The prime minister said he also attended the coronation because King Charles “is — compared with the British government itself — on a more progressive path” in relation to climate change, including on issues of adaptation and mitigation.
“He has been a long advocate. Of course, we have differences but at least he’s in the right path,” Gonsalves said.
He further said that former UK Prime Ministers David Cameron and Tony Blair and current Prime Minister Rishi Sunak, who is of Indian descent, has said that they will not apologise for the UK’s role in slavery.
“… whereas Charles, at Kigali in Rwanda at the Commonwealth Heads of Government meeting, he said, reparations is a conversation, the time of which has now come for that question to be discussed maturely, we must have a serious conversation about it.
“And he has given support to a group of researchers to see the links, the details of the links between the British monarchy and the enslavement of African bodies. Of course, we know the link but they’re going through this process,” Gonsalves said.

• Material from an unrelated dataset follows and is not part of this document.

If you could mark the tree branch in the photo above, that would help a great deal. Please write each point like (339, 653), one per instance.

“And then it would be churlish … for us, having received the invitation, to not to have gone when he, … when he was Prince Charles, called me in the middle of the volcanic eruption and ask ‘What can I help you with here with the humanitarian issue?’”
Gonsalves, recounting his conversation with the then Prince Charles, said:
“I said, well, listen, I’m sure you have helped with the British Red Cross — of which he is president — you might even have put some of your own money. I said to him, all we need here is the Red Cross to be strengthened, because there’s so many things they have to do.
“I say, so I’m looking at things as we get out of this (the impact of the volcanic eruption) … I said when you came in 2019, I discussed two things with you, reparations and university scholarships.”
The prime minister said that within a week of the conversation, the then Prince Charles got the Vice Chancellor of University of Wales Trinity St. David to call him.
“And then we concluded 55 scholarships — 40 undergraduate and 15 graduate, the 15 graduate ones are by distance with a total value in excess of 4 million pounds.”
Gonsalves said that at the coronation, “… those parts, which involved incantations about homage and loyalty and ‘God save the King’ and, and all the rest of it, I keep my mouth shut on those things.
“I involve myself in those things of Christian worship, including saying the Our Father Prayer when the Archbishop of Canterbury led that particular prayer during the service.”